Plasma plays a crucial role in heating the foil for graphene deposition in the roll-to-roll process, without the need of a supplemental heating source. Thus, accurate measurement of the translational gas temperature in the plasma is vital, since gas temperature strongly influences the foil temperature distribution, which, in turn, affects graphene growth kinetics. Optical emission spectroscopy (OES) is used to measure the rotational temperatures of N2 + (B-X), CN (B-X) and H2 (d3Πu → a3Σg +), and to determine accurate translational gas temperatures. Power dissipation in the plasma is also measured to understand gas temperature variation for the experimental input conditions. Thus, the effects of plasma power, gas pressure and the addition of nitrogen (N2), oxygen (O2) and methane (CH4) gases on power dissipation and gas temperature in a hydrogen (H2) plasma are assessed. The rotational temperatures measured from the gas species have different values due to the non-equilibrium nature of the plasma. Of the gases measured, the rotational temperature of N2 + is most accurate in representing the translational gas temperature. These results improve the understanding and control of the thermochemical environment for carbon nanostructure growth in the plasma chemical vapor deposition processes.

Graphene quality significantly depends on gas pressure since our plasma roll-to-roll system is sustained by a capacitively coupled plasma that operates in two modes, depending on the gas pressure and discharge gap. The modes are identified as alpha and gamma modes, and are sustained by volume ionization and secondary electron emission processes, respectively. Up to our knowledge, the presence of both modes at 80 kHz plasma frequency has not previously been reported. Thus, a detailed characterization of argon plasma is attempted to determine the underlying plasma physics of the low-frequency plasma. Due to strong ion bombardment on the electrodes, the gamma mode coexists with the alpha mode, resulting in a hybrid mode. The voltage square waveform is found to play an important role in sustaining this hybrid mode. The hybrid mode exists at low gas pressures of 5.5 and 9.5 mbar in the plasma set power ranges from 300 to 1100 W. However, the plasma at 13.8 mbar gas pressure transforms from hybrid to gamma mode when the plasma set power is beyond 750 W due to increased secondary electron emission processes. The emission spectra measured from optical emission spectroscopy reveal the presence of non-Ar species in the gamma mode, such as H, CH, and C2. These species are sputtered from the graphite electrodes by ion bombardment to produce secondary electrons that sustain the gamma discharge. Results show the possibility of sustaining the hybrid mode at a low plasma frequency using a tailored waveform.

As a results of these plasma characterization tools, we report a continuous and rapid rollto- roll deposition of thin graphite film on Cu foil.
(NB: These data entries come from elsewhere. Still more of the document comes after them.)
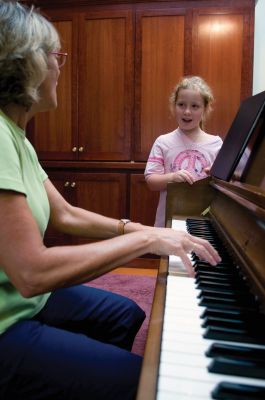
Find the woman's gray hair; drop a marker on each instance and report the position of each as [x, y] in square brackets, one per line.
[26, 39]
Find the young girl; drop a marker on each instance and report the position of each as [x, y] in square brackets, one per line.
[185, 154]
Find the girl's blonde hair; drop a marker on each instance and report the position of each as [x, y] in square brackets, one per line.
[198, 84]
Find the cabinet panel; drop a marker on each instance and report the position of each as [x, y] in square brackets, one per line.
[143, 201]
[160, 63]
[103, 193]
[105, 85]
[54, 130]
[220, 40]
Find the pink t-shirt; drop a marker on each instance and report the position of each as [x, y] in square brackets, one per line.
[175, 151]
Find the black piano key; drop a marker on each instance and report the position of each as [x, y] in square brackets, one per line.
[233, 391]
[235, 351]
[226, 302]
[233, 366]
[225, 322]
[210, 284]
[241, 313]
[234, 335]
[236, 296]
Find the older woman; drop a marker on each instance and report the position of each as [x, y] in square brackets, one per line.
[59, 339]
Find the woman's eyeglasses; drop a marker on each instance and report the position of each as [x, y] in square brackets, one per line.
[60, 57]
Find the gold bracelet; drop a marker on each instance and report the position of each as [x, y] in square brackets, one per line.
[121, 225]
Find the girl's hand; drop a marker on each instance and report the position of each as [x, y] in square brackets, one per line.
[182, 176]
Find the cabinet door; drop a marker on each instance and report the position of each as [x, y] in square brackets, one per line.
[143, 201]
[64, 184]
[103, 193]
[54, 134]
[159, 65]
[105, 85]
[222, 53]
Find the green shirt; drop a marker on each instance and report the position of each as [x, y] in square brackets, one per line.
[20, 171]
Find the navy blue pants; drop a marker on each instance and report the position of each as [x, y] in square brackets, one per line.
[77, 347]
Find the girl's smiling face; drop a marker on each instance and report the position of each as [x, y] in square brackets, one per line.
[189, 110]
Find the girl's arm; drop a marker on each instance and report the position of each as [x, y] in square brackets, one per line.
[159, 182]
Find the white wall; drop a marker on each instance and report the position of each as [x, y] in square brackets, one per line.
[259, 48]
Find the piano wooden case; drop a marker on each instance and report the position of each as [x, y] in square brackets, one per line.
[233, 199]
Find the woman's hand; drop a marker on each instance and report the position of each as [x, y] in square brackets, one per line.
[172, 242]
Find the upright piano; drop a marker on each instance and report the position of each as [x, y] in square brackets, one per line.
[206, 336]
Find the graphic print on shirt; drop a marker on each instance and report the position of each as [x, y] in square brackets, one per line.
[191, 160]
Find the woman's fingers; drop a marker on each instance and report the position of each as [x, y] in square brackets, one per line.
[205, 251]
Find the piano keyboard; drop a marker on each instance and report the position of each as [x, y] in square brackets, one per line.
[184, 367]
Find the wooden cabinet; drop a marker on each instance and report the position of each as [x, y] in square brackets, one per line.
[125, 58]
[105, 82]
[92, 191]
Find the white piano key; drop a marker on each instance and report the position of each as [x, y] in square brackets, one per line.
[183, 370]
[185, 386]
[195, 374]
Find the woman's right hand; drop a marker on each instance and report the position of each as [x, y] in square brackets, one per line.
[169, 241]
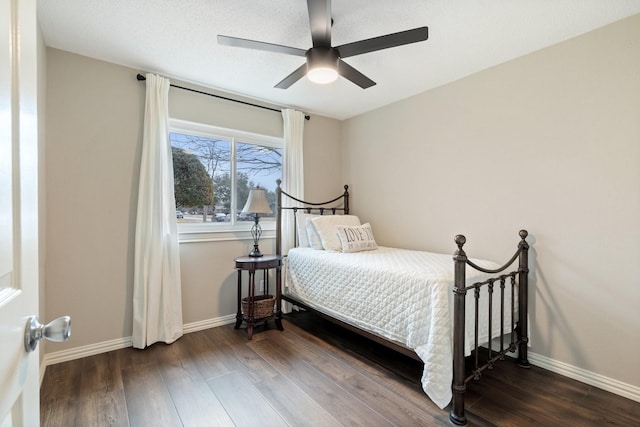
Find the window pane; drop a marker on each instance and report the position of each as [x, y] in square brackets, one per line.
[257, 166]
[202, 171]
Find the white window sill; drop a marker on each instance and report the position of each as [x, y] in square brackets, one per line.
[221, 233]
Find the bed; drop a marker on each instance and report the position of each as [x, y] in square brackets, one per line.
[429, 306]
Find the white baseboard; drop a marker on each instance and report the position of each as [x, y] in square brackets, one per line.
[600, 381]
[209, 323]
[119, 343]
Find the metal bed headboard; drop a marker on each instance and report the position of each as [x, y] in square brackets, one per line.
[307, 207]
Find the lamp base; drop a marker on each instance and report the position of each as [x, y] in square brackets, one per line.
[255, 252]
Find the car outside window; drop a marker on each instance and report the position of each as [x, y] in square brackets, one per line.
[214, 169]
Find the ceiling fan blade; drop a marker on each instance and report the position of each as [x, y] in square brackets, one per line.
[355, 76]
[320, 22]
[253, 44]
[293, 77]
[383, 42]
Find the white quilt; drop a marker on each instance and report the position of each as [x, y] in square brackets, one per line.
[402, 295]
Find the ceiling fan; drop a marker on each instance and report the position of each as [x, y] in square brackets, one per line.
[324, 62]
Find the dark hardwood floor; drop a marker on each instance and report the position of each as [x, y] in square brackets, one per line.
[313, 373]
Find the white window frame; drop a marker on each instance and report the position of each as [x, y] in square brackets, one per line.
[233, 230]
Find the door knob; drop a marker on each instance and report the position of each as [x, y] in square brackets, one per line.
[57, 330]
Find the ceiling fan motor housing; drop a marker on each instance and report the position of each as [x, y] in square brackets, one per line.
[322, 64]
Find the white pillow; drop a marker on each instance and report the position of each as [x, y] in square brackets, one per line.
[326, 228]
[356, 238]
[301, 229]
[313, 237]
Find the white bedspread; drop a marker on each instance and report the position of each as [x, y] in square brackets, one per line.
[402, 295]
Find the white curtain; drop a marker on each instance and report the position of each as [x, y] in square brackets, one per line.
[157, 302]
[292, 170]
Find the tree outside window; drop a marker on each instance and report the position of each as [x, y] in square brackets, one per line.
[213, 175]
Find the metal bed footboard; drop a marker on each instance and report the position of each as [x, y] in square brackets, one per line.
[460, 378]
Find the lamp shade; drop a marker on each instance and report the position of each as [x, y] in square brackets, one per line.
[257, 202]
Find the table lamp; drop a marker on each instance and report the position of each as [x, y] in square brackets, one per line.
[256, 204]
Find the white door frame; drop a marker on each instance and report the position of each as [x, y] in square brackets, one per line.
[19, 209]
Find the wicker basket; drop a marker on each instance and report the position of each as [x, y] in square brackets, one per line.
[262, 306]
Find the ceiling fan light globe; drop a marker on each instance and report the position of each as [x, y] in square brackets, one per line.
[322, 75]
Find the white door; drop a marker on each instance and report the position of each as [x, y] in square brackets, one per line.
[19, 275]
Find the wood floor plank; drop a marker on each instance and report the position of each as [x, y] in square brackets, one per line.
[195, 402]
[294, 405]
[345, 407]
[301, 376]
[148, 400]
[105, 376]
[246, 360]
[410, 390]
[105, 409]
[244, 403]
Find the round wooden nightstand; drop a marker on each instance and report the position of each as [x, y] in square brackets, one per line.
[251, 265]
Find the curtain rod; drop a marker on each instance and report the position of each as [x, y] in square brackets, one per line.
[140, 78]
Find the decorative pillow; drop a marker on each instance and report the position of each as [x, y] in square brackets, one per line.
[301, 229]
[326, 229]
[313, 238]
[356, 238]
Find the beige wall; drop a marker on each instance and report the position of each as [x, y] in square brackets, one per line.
[94, 131]
[549, 142]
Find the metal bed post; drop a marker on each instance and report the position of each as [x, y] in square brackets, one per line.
[278, 218]
[523, 304]
[458, 386]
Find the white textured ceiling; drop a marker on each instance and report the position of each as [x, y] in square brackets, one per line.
[177, 39]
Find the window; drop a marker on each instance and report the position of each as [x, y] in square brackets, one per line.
[214, 168]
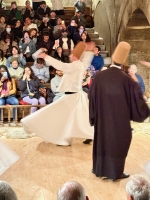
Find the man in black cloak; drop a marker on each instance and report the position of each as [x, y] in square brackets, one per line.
[114, 100]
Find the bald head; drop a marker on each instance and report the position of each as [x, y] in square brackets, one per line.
[71, 190]
[133, 69]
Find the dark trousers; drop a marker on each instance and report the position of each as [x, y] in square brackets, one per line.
[36, 5]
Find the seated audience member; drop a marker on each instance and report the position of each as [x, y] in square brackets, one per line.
[15, 54]
[72, 28]
[71, 190]
[77, 35]
[13, 14]
[7, 89]
[2, 58]
[41, 71]
[2, 5]
[8, 31]
[58, 6]
[18, 31]
[15, 70]
[92, 71]
[59, 28]
[44, 26]
[33, 34]
[80, 20]
[85, 38]
[43, 10]
[6, 192]
[53, 19]
[65, 43]
[137, 78]
[6, 45]
[2, 24]
[29, 86]
[45, 42]
[28, 24]
[86, 81]
[138, 188]
[27, 11]
[79, 6]
[27, 46]
[59, 54]
[98, 61]
[55, 82]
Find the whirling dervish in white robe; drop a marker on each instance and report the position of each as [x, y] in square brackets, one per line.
[68, 117]
[7, 158]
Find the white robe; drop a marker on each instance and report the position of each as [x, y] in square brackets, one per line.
[69, 116]
[7, 158]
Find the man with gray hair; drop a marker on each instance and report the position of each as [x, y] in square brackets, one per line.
[136, 77]
[6, 192]
[138, 188]
[71, 190]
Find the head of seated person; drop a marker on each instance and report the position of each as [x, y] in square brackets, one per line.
[71, 190]
[40, 62]
[138, 188]
[2, 20]
[97, 51]
[45, 36]
[84, 37]
[32, 33]
[6, 192]
[53, 14]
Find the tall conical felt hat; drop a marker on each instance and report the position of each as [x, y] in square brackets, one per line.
[121, 52]
[79, 49]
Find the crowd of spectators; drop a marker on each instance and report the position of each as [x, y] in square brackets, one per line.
[22, 34]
The composition of the Ar/H2/CH4/N2/O2 plasma plays significant role in the successful direct growth of the thin graphite film on copper foil. Optical emission spectroscopy is used to characterize the plasma during graphite synthesis and show that the addition of N2 enhances the plasma reactivity, and O2 was found to increase the deposition rate of the graphite film. The film was characterized by Raman spectroscopy, scanning electron microscopy (SEM), transmission electron microscopy (TEM) and X-ray photoelectron spectroscopy (XPS). The described large-scale graphite production can produce a graphite-Cugraphite structure or uniform thin graphite films for thermal management applications in electronics devices.

Graphene growth optimization, substrate thermal analysis, and plasma characterizations are used to control graphene mass-production in a custom-built roll-to-roll plasma CVD system. These techniques are addressed to provide a route for nanomanufacturing of graphene and graphite on Cu and Ni foils. These methods aid in understanding the correlations between process conditions and graphene quality, as well as the interactions between the plasma and the substrate, to yield high-throughput production of high-quality graphene. The procedure outlined here can be applied to efficiently scale-up the production of other micro- and nanomaterials.